The report defines “undernutrition” as the combination of hunger and repeated infectious diseases. It includes being underweight, too short, too thin and lacking in vitamins and minerals.

The most troublesome area in the world is South Asia, where 46 percent of children are underweight. India, Bangladesh and Pakistan account for half of the world’s underweight children even though they have only 30 percent of the world’s population of children under 5.

“Children in this region live in an almost constant state of emergency,” Veneman said.

Veneman also said that poor nutrition, particularly the lack of iodine, is diminishing the brainpower of children worldwide, sometimes by several IQ points.

In developing nations, only one in three children is breast-fed in the first six months of life, meaning they are deprived of crucial nutrients that stimulate their immune systems and protect them from respiratory infections, the report said.

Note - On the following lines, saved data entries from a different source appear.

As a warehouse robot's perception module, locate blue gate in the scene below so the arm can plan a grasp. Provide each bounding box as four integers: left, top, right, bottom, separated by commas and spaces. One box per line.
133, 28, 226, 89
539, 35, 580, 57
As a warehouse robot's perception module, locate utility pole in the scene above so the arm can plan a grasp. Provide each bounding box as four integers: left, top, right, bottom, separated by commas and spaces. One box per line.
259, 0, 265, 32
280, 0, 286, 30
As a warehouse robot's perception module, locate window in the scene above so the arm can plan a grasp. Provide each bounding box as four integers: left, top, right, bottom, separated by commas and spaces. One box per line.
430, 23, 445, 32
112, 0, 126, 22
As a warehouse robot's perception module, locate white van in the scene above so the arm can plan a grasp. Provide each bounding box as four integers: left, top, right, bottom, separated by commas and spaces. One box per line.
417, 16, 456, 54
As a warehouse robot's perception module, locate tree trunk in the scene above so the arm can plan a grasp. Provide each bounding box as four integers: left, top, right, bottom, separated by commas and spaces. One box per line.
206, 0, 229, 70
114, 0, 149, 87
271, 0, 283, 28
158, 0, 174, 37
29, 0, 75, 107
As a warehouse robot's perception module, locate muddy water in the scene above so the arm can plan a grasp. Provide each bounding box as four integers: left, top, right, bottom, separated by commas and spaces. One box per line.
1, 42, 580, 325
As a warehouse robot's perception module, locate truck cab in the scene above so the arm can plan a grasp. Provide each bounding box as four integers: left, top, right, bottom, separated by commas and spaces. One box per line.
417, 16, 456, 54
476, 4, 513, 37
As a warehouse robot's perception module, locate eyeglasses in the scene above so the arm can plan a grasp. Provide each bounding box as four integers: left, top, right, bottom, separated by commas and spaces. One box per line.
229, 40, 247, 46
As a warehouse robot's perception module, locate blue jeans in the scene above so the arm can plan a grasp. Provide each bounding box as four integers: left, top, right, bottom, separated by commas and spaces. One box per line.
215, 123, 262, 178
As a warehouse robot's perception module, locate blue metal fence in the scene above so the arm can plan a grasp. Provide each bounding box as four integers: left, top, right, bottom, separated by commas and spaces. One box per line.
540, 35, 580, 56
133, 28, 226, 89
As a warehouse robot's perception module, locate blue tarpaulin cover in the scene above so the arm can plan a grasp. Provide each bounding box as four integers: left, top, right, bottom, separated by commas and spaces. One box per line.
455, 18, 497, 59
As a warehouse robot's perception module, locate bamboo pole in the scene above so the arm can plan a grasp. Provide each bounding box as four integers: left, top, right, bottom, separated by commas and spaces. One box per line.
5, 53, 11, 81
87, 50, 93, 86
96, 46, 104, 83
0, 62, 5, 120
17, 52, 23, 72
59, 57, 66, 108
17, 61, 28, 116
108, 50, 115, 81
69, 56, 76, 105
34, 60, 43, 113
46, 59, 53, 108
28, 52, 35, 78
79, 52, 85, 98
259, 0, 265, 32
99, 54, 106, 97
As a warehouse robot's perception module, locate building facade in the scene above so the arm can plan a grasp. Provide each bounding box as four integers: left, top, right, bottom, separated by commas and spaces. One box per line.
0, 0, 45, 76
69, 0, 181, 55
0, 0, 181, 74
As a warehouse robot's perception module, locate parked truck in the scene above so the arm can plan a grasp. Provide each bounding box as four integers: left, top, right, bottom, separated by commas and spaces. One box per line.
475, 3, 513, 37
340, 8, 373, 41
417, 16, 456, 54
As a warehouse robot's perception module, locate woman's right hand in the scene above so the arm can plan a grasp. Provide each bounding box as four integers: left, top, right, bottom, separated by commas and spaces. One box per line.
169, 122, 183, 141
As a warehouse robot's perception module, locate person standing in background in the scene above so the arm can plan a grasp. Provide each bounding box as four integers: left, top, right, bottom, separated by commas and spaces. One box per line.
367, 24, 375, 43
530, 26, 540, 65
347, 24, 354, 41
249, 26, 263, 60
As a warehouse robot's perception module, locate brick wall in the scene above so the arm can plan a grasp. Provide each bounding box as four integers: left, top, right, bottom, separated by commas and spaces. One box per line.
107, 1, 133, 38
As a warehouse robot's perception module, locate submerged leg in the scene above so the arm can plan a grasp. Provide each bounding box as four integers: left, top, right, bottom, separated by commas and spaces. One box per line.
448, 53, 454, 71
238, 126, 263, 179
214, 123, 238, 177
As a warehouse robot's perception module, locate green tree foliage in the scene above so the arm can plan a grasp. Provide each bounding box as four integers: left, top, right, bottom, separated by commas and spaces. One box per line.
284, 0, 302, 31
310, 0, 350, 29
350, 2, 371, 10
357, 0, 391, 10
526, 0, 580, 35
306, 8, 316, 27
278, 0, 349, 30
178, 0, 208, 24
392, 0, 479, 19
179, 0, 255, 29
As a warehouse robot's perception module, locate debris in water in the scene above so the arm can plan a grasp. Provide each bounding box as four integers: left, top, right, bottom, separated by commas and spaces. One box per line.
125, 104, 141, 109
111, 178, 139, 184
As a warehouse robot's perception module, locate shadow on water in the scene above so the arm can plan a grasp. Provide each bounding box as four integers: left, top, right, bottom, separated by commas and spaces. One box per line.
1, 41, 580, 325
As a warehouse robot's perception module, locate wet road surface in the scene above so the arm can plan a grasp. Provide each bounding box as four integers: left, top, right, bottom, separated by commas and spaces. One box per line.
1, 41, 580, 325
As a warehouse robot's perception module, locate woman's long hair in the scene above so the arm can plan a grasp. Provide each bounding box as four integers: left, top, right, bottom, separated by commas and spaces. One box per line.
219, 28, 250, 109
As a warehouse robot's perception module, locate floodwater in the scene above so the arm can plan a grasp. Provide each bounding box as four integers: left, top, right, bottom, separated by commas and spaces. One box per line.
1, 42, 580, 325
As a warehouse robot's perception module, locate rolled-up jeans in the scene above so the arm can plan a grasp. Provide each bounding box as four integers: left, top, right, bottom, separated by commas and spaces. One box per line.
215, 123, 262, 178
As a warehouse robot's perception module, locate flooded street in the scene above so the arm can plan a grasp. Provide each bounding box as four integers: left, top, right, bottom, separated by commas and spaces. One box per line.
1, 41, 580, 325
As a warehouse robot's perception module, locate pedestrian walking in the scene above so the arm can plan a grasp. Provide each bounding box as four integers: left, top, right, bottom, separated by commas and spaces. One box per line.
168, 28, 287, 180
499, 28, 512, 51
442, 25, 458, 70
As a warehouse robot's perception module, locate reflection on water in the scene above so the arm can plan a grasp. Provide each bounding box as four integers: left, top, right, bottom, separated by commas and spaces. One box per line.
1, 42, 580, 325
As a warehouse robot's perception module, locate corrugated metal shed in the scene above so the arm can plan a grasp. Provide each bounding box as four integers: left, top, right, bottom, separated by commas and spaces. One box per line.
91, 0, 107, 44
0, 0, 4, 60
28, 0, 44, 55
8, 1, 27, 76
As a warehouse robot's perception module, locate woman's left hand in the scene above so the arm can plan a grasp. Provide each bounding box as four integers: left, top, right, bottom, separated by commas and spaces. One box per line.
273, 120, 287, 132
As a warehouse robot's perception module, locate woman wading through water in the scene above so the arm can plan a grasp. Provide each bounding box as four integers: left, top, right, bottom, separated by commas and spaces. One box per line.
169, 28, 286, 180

China has been one success story, the report said. According to UNICEF data, China has reduced its number of underweight children by half, the main reason that numbers in the East Asia/Pacific region have dropped from 25 percent to 15 percent.

The Middle East and North Africa were the only regions where poor nutrition rates have actually increased since 1990. That’s primarily because of poor nutrition in Iraq, Sudan and Yemen, the report said.